|Hello! I just purchased some beautiful peony-shaped rananunclus and am receiving conflicting information on their hardiness in my area. The package says they are hardy in zones 6-10; however, I just read somewhere else they are NOT hardy in this area. Could you tell me what I should do with them? I would love go to ahead and plant them this fall but I don't want to lose them over the winter.|
|There are different types of ranunculus, some not very hardy and sold in fall with the bulbs, and others such as the one known as "buttercups" which are grown as hardy garden perennials (some of these garden perennial types are hardy to zone 3, most to 4 or 5).
The ranunculus typically sold alongside the fall-planted bulbs is R. asiaticus and it is not hardy in cold winter areas. It may survive as cold as a zone 8 winter if well mulched, but would not be hardy in Maryland.
In the colder zones such as yours, it would be started indoors in the early spring and then eventually set in the garden or displayed in a container. (Sometimes these are labeled as being "tender perennials" or similar terms in zones 4-7 for example.)

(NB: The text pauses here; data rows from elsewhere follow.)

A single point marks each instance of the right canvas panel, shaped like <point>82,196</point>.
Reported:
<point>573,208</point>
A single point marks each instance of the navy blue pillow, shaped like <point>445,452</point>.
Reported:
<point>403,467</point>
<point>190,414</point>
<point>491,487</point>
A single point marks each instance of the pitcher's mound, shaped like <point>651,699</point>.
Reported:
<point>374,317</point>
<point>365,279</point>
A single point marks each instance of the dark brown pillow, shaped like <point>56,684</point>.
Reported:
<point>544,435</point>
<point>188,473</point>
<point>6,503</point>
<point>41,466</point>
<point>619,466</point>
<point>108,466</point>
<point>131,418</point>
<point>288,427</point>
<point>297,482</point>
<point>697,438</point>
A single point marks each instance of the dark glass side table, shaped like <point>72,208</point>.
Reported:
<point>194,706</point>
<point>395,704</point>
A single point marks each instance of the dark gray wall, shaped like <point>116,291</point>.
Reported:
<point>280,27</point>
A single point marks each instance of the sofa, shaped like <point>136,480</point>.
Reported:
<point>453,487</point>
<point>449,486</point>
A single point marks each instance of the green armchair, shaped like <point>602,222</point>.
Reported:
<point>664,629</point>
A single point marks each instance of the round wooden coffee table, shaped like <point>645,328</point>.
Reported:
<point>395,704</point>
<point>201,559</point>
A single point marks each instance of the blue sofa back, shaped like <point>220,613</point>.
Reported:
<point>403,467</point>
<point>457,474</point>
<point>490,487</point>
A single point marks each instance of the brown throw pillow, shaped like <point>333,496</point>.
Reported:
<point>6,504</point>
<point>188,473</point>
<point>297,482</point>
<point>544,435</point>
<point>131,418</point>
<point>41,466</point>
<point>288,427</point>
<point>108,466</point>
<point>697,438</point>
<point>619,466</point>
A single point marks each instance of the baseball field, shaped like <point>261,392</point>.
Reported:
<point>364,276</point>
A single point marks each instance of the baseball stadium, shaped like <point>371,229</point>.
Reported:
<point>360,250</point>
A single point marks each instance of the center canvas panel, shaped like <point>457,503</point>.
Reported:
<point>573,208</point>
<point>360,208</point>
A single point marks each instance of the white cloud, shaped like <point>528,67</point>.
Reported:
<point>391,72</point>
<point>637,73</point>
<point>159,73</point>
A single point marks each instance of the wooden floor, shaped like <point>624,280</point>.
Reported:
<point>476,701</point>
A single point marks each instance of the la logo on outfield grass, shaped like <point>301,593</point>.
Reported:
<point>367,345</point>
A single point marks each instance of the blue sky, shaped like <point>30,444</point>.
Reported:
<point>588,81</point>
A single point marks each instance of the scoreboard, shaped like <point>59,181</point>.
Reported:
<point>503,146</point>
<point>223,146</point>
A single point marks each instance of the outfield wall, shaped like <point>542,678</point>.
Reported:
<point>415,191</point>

This tuberous plant does best in cool mild weather and will stop flowering and die back in summer heat. To start your ranunculus indoors, start about two months before your last expected frost date. Soak the tubers in room temperature water overnight just before planting, then set them one to a four inch pot about an inch deep. Use a well draining soil mix and keep them moist but not soggy to lessen the risk of rot. Provde ample light and cool room temperatures for the best results. They are so lovely in bloom (also make a good cutflower) it is worth the effort!